Os culpados por tudo, está visto, são os imigrantes. A responsabilidade não é das autoridades que toleraram o intolerável, e que permitem a exploração de migrantes em dificuldade. O mais fácil é culpar sempre o ‘outro’. 

Este texto parece mais um repisar de um tema, mas a realidade é que faltou aos governantes a capacidade de perceber que havia limites e de prever que isso teria consequências nas sociedades. 

O bom senso tem faltado nas coisas mais elementares. Em Portugal, faltou o bom senso de perceber que é imprescindível ter controlo de fronteiras e serviços públicos ajustados ao número de pessoas que aqui vivem. Noutras geografias, falta a coragem de afirmar que a liberdade religiosa que aqui existe não é desculpa para as mulheres andarem de burka, porque contraria a nossa cultura e porque ninguém pode andar de cara tapada.
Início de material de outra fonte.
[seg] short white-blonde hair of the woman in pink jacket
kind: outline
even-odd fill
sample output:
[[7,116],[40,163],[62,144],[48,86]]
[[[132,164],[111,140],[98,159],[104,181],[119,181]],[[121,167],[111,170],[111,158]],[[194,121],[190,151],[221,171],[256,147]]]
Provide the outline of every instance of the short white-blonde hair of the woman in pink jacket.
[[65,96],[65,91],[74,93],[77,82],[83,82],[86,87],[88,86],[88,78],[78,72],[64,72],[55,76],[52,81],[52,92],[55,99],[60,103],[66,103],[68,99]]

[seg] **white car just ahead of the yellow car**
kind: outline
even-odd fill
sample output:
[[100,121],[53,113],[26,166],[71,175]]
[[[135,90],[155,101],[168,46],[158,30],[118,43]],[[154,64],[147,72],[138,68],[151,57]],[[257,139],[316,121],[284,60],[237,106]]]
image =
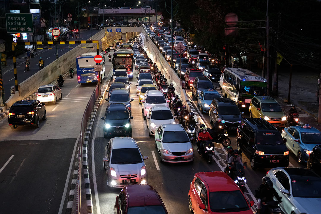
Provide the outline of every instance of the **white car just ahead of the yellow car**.
[[149,112],[149,109],[154,107],[154,106],[167,106],[169,100],[166,100],[164,97],[163,92],[161,91],[146,91],[144,94],[144,97],[142,99],[142,113],[143,113],[143,118],[146,120],[147,113]]

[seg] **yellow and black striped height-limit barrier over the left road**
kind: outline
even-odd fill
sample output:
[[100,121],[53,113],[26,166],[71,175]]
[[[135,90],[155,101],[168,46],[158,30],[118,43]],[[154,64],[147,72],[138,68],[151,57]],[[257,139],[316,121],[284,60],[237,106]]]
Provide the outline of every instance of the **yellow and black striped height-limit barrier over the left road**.
[[[97,54],[99,54],[99,43],[98,40],[74,40],[74,41],[39,41],[39,42],[13,42],[12,51],[13,51],[13,73],[14,73],[14,84],[15,90],[18,90],[18,77],[17,77],[17,64],[16,64],[16,51],[15,46],[17,45],[63,45],[63,44],[96,44],[97,45]],[[73,48],[73,47],[56,47],[56,48]],[[87,48],[87,47],[76,47],[76,48]],[[92,48],[92,47],[90,47]],[[52,47],[47,48],[37,48],[37,49],[52,49]]]

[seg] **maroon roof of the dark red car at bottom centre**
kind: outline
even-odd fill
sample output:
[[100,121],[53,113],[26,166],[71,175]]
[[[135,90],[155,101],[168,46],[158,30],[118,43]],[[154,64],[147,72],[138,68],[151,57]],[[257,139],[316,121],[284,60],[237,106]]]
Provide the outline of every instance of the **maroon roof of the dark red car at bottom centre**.
[[127,206],[163,205],[159,194],[150,184],[131,184],[124,187]]

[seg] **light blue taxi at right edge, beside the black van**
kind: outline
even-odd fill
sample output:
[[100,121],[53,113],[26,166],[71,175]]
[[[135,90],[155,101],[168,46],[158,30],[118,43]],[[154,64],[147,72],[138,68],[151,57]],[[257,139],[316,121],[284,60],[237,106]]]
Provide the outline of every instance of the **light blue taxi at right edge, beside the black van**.
[[321,132],[314,127],[290,126],[282,130],[286,147],[298,157],[298,162],[307,162],[313,147],[321,144]]

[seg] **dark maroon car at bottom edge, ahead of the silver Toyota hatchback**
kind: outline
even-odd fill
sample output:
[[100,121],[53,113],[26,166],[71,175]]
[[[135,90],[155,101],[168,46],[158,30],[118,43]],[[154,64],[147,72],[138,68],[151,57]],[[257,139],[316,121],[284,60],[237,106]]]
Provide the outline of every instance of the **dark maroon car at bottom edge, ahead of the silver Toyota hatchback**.
[[149,184],[126,185],[116,197],[114,213],[168,214],[160,195]]

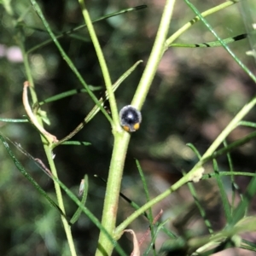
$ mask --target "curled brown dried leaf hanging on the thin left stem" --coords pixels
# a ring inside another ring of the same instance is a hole
[[[29,83],[28,83],[28,81],[26,81],[24,83],[23,95],[22,95],[22,102],[23,102],[24,108],[26,110],[27,116],[31,120],[32,124],[37,127],[38,131],[40,131],[42,134],[45,135],[45,137],[48,139],[49,143],[57,143],[58,142],[57,137],[55,137],[54,135],[50,134],[48,131],[45,131],[44,127],[39,124],[38,119],[36,118],[34,113],[32,113],[32,109],[31,109],[31,107],[29,105],[28,97],[27,97],[27,87],[28,86],[29,86]]]

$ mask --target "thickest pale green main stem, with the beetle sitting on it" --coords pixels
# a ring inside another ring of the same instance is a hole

Ou, em algumas cantinas escolares, não se serve porco porque há meninos muçulmanos que não comem porco. Aqui come-se porco, haja alternativas para quem não come por razões religiosas ou porque são vegetarianos, por exemplo, o que não se aceita é a imposição de valores.

Esta imposição de valores criou um tal nível de irritação que permite a existência de agentes políticos que verbalizam o que era inimaginável e, da violência verbal, passámos para a violência física. A caixa de Pandora abriu-se.

A dificuldade, quando libertamos estas forças, reside em voltar a colocar ‘o génio na lâmpada’. Não volta porque, pura e simplesmente não gosta de lá estar.

A Europa, nas últimas vezes que se libertaram forças desta natureza, acabou provocando duas guerras mundiais. Perdida a memória histórica, perdeu-se o bom senso e regressam os bárbaros.

Em Portugal, o Governo atual da AD já está a tentar conter o problema, fazendo o papel de apaziguador: ‘alimenta o crocodilo na esperança de ser o último a ser comido.